それでも、現状のGoogle Play(旧Android Market)には信頼できないアプリが多くあるのも事実。こうした現状に、日本のキャリアも手をこまねいているわけではない。審査をした安全なアプリを配信するマーケットを構築しよう、という動きは自然な流れだし、もともと国内キャリアは、iモードアプリなどでアプリ審査をしていた経験もある。Androidプラットフォームも、独自マーケットの公開を妨げてはいない。
キャリアが独自マーケットを構築し、そこで公開されるアプリを審査することで安全性を高められるのであれば、独自マーケットのアプリを使う分にはある程度の安全性が見込める。単なるマルウェアチェックだけでなく、問題のある権限の取得もチェックするなどしてくれれば、キャリアマーケットで公開されているアプリの信頼性は高くなるだろう。ドコモのdマーケットやKDDIのau one Marketといったマーケットは、そうした取り組みで始まったキャリアマーケットだ。
au one Marketでの情報配信
こうしたキャリアマーケットの中で、今年1月にau one Marketに大きな批判が寄せられる出来事があった。発端は、au one Marketからプッシュ配信されたメッセージが、Androidの通知領域(Nortification領域)に表示されたというものだ。これがなぜ問題だったのか、検証してみよう。
今回の(KDDIがいう)「情報配信」は、1月6日にau one Marketアプリがバージョンアップし、実装された機能を使って行われた。最初の配信は1月15日に行われ、全4回の情報配信だったという。

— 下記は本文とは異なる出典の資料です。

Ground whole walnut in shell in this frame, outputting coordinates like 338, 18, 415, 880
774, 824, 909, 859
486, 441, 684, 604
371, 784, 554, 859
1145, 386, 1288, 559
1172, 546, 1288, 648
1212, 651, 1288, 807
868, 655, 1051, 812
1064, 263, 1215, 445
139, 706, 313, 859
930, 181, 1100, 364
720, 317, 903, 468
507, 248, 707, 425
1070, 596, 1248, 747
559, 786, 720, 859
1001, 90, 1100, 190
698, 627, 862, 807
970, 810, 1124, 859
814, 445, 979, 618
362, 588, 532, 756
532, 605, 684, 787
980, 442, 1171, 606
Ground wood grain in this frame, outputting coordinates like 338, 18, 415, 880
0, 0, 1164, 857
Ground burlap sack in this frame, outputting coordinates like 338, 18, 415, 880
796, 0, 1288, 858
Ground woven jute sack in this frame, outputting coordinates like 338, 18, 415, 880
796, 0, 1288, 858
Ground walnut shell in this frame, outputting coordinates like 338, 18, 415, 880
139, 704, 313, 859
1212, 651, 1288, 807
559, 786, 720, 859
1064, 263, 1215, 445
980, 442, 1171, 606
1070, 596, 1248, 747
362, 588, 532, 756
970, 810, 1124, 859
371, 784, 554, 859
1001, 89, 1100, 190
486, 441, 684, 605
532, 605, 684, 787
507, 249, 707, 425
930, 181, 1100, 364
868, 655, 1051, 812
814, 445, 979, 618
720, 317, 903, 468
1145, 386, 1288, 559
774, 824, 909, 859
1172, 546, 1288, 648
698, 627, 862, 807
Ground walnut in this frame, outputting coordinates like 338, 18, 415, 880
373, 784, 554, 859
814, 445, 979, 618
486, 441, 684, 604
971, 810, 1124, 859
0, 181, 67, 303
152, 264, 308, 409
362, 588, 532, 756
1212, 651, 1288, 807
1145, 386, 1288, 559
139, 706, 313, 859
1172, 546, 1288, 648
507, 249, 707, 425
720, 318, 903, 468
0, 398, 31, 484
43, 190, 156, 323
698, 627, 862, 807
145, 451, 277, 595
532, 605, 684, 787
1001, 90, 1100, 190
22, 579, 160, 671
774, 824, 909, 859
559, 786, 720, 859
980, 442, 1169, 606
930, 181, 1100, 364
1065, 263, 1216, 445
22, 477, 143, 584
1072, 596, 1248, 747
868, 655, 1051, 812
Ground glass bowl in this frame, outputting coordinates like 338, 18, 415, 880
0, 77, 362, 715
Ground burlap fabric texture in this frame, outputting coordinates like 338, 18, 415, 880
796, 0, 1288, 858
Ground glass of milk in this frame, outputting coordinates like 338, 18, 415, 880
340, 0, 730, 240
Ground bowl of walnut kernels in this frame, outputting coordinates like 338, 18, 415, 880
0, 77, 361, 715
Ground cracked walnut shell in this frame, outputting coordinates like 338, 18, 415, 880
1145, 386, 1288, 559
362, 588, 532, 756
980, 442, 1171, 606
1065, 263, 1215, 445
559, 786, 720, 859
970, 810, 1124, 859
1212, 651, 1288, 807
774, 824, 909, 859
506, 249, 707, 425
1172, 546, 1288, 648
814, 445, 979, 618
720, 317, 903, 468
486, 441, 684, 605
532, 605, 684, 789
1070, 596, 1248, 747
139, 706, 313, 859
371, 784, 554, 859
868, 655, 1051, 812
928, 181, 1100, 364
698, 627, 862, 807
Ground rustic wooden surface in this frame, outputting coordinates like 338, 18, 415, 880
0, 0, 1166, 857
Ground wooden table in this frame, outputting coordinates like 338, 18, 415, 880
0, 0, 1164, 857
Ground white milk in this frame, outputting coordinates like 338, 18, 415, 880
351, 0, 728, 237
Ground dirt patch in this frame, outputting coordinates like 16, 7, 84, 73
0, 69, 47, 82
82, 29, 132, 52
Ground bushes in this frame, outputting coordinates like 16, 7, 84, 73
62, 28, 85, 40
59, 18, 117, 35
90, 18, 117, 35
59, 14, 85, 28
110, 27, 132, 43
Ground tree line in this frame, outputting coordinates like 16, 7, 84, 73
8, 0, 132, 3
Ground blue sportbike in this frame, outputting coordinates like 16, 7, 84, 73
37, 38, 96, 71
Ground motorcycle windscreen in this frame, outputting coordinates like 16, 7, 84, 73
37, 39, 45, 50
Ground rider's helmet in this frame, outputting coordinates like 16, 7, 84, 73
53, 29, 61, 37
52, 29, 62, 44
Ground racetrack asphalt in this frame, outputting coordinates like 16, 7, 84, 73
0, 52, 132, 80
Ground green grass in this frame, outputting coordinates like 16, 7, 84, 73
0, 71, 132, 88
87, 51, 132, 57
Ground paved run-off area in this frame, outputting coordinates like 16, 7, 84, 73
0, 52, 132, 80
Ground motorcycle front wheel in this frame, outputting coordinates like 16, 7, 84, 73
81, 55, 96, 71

配信されたのは、おすすめアプリを紹介する「This is My5.」、画像転送アプリ「au one Photo Air」、ブランド販売の「au one Brand Garden」、トレーニングアプリ「au Smart Sports」の情報で、いずれもKDDIが管理するコンテンツやアプリにリンクする形になっていた。
筆者が確認したのは最後の1回で「アプリでダイエット」というメッセージが表示され、それをタッチするとau one Marketで「au Smart Sports」アプリの紹介画面に移動する、というものだった。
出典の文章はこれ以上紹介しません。